初表
けふばかり人も年よれ初時雨 はせを
野は仕付たる麦のあら土 許六
油実を売む小粒の吟味して 酒堂
汁の煮たつ秋の風はな 岱水
宿の月奥へ入るほど古畳 嵐蘭
先工夫する蚊屋の釣やう 主筆
初裏
才ばりの傍輩中に憎まれて 岱水
焼焦したる小妻もみ消ス はせを
粽つむ笹の葉色に明わたり 許六
輾磑をのぼるならの入口 酒堂
半分は鎧はぬ人もうち交り 嵐蘭
船追のけて蛸の喰飽キ 岱水
宵闇はあらぶる神の宮遷し はせを
北より荻の風そよぎたつ 許六
八月は旅面白き小服綿 酒堂
焼山ごえの雲の赤はげ 嵐蘭
打起す畠も花の木陰にて 岱水
つらも長閑に鶴の卵わる はせを
二表
春ふかく隠者の富貴なつかしや 許六
當摩の丞を酒に酔する 酒堂
さつぱりと鱈一本に年暮て 嵐蘭
夜着たたみ置長持の上 岱水
灯の影めづらしき甲待チ はせを
山ほととぎす山を出る声 許六
児達は鮎のしら焼ゆるされて 酒堂
尻目にかよふ翠簾の女房 嵐蘭
いかやうな恋もしつべきうす霙 岱水
琵琶をかかえて出る駕物 はせを
有明は毘舎門堂の小方丈 許六
舌のまはらぬ狐やや寒 酒堂
二裏
一すじも青き葉のなき薄原 嵐蘭
篠ふみ下る筥根路の坂 岱水
宗長のうき寸白も筆の跡 はせを
茶磨たしなむ百姓の家 許六
花の春まつべて廻る神楽米 酒堂
七十の賀の若菜茎立 嵐蘭
参考;『校本 芭蕉全集 第五巻』1988、富士見書房
けふばかり人も年よれ初時雨 はせを
この発句は、一般的には「も」という助詞を「又も」つまり何かと比較して何々もという用法と解し、今日ばかりは年寄りだけでなく若い人も年取ってくれ、年寄りの気分になってくれ、というふうに読まれている。

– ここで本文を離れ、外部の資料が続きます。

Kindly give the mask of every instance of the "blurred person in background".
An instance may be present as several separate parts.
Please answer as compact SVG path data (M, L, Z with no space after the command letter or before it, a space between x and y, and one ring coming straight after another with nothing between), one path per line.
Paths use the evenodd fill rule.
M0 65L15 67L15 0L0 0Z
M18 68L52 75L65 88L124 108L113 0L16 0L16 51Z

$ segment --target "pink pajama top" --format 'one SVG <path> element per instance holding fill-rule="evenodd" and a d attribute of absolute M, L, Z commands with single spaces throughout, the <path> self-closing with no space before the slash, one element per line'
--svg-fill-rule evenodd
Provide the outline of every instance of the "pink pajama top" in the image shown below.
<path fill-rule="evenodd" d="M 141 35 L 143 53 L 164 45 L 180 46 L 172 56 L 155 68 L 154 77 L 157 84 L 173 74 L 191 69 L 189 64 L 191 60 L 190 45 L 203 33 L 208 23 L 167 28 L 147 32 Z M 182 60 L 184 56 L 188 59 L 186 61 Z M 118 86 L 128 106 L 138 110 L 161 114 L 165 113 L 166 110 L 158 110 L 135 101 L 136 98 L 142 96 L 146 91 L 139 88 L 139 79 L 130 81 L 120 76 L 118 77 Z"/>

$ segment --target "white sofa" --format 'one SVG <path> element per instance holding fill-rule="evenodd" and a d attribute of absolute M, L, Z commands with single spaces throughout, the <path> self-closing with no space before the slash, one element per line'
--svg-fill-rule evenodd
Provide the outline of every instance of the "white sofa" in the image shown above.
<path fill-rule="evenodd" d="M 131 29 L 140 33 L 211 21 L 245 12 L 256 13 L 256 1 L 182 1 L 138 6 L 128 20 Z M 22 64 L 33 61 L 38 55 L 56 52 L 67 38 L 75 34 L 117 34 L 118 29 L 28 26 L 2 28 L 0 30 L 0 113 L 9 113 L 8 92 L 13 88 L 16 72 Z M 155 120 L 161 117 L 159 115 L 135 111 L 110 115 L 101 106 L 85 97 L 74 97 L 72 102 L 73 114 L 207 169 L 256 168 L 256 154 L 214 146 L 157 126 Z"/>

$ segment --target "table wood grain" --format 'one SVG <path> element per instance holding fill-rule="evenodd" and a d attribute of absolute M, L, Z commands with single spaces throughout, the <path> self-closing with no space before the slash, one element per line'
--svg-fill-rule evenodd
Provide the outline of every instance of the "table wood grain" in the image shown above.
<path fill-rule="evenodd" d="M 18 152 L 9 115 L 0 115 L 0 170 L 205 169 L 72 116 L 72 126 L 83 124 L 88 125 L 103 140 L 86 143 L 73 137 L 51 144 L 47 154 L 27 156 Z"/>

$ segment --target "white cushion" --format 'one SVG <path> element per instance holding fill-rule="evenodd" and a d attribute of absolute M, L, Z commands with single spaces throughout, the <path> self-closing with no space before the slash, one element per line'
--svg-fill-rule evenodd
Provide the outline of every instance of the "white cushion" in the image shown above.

ただ、「も」には「力も」という単なる強調の用法もあり、この場合は「年よれ」という命令形を強調するための「も」で、他のものとの比較の意味はないと考えた方がいい。
「年よれ」は文字通りに読めば、「年よ、寄れ」であり、「年経よ」と同じような意味であり、「年寄り」という言葉は「年が寄る=年を経る」から派生した言葉にすぎない。ここでは「年よれ」は年寄りになれではなく、「年を経てゆくのを感じ取ってくれ」ぐらいの意味に考えた方がいい。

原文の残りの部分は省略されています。